Being in an episode of depression is feeling like you’re drowning. You’re struggling to get air in your lungs while everyone around you is having a great time swimming in the water. No one seems to notice your gasps for air as the water fills your lungs. Your body gets more tired as you continue to fight, and eventually you begin to think that just letting go and sinking into the water is the better or only choice. No one even notices you’re drowning until sometimes it’s too late.

I’m here to talk about what to do when you have that feeling of drowning. It is often something you can’t describe until you’re in it. Once you’ve felt that feeling, you know you never want to feel it again.

So I’m going to try to help you learn how to swim.

One thing that has been extremely effective in my recovery from depression is having frequent emotional checks on myself. I am constantly aware of the emotions I’m feeling and how they affect my behavior.
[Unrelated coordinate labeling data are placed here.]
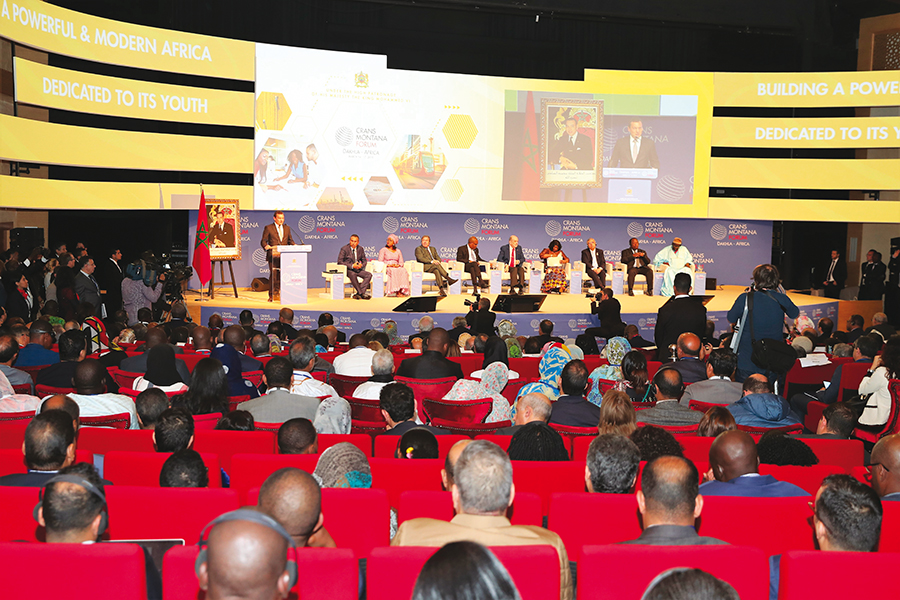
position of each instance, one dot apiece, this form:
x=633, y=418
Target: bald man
x=293, y=498
x=884, y=468
x=244, y=560
x=689, y=362
x=734, y=470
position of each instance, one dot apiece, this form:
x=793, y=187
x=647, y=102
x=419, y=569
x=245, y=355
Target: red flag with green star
x=201, y=262
x=531, y=161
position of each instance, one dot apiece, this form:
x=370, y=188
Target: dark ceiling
x=545, y=38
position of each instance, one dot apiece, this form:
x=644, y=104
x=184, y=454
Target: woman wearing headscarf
x=237, y=385
x=161, y=372
x=493, y=380
x=396, y=279
x=550, y=369
x=554, y=277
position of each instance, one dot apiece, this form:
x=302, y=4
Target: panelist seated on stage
x=677, y=259
x=354, y=258
x=634, y=151
x=513, y=259
x=275, y=234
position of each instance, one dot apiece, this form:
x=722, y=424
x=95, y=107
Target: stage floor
x=571, y=312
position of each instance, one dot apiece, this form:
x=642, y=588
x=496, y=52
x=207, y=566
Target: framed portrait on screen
x=571, y=142
x=224, y=229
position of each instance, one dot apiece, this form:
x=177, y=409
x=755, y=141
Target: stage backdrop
x=727, y=250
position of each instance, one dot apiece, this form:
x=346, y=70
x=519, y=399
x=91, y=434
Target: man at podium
x=275, y=234
x=678, y=259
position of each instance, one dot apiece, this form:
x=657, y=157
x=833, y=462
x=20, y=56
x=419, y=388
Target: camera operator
x=480, y=318
x=140, y=291
x=609, y=312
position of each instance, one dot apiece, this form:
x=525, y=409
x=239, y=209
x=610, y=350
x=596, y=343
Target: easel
x=222, y=283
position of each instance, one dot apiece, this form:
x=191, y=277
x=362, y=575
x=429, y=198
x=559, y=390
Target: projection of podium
x=293, y=278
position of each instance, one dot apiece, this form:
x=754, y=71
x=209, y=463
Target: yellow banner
x=858, y=88
x=779, y=209
x=805, y=173
x=862, y=132
x=25, y=192
x=71, y=33
x=53, y=87
x=50, y=143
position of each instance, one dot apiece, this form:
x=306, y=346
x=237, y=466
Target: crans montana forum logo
x=718, y=232
x=343, y=136
x=635, y=229
x=306, y=223
x=259, y=257
x=552, y=228
x=390, y=224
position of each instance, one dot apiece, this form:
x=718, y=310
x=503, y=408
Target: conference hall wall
x=442, y=149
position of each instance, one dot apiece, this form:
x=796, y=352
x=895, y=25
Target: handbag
x=769, y=353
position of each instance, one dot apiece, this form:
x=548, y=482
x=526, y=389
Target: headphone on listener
x=83, y=482
x=244, y=514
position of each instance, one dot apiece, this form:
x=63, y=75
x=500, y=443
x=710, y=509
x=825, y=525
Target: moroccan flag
x=531, y=156
x=201, y=263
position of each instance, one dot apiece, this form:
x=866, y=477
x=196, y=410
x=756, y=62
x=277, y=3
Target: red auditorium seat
x=101, y=441
x=805, y=575
x=13, y=461
x=526, y=508
x=774, y=525
x=581, y=519
x=391, y=572
x=74, y=571
x=324, y=574
x=251, y=470
x=142, y=468
x=226, y=444
x=501, y=440
x=397, y=475
x=547, y=478
x=165, y=513
x=386, y=445
x=614, y=571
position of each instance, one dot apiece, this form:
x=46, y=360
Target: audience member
x=297, y=436
x=572, y=408
x=482, y=491
x=185, y=468
x=537, y=441
x=612, y=465
x=670, y=502
x=734, y=470
x=149, y=405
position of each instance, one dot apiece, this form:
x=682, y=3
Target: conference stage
x=569, y=312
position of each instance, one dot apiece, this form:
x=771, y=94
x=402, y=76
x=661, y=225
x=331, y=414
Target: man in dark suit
x=609, y=313
x=835, y=275
x=634, y=151
x=274, y=234
x=670, y=502
x=354, y=258
x=594, y=263
x=680, y=314
x=874, y=272
x=433, y=363
x=429, y=256
x=468, y=255
x=111, y=276
x=572, y=408
x=86, y=285
x=636, y=261
x=573, y=150
x=513, y=258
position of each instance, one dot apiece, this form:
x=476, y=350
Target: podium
x=293, y=274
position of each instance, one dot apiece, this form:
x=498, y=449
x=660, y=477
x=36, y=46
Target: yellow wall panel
x=50, y=143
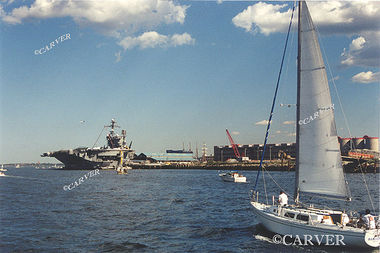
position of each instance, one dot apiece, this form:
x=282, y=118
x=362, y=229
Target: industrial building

Now, having a bad day doesn’t mean I’m falling into a depressive episode. But if I notice my mood has been consistently down, and the things that used to bring me joy don’t anymore, I have steps to help those feelings.

The sooner you can identify that you are heading into a depressive episode, the better. It’s a lot easier to breathe with only a little water in your lungs as opposed to your entire lungs being filled. When I feel an episode coming on, I look back on my habits/lifestyle in the past few weeks. Have I been extra stressed in work or school? Have I been choosing to lay in my bed every day instead of getting out and doing activities? Have I been keeping up with my treatment?

Thinking and answering these questions help me pinpoint a possible reason as to why I’m feeling this way. If it doesn’t, it at least lets me reflect on some areas in my life I can improve to lift my mood. Reaching out to supportive people in my life and being honest with how I’m feeling make a huge difference as well.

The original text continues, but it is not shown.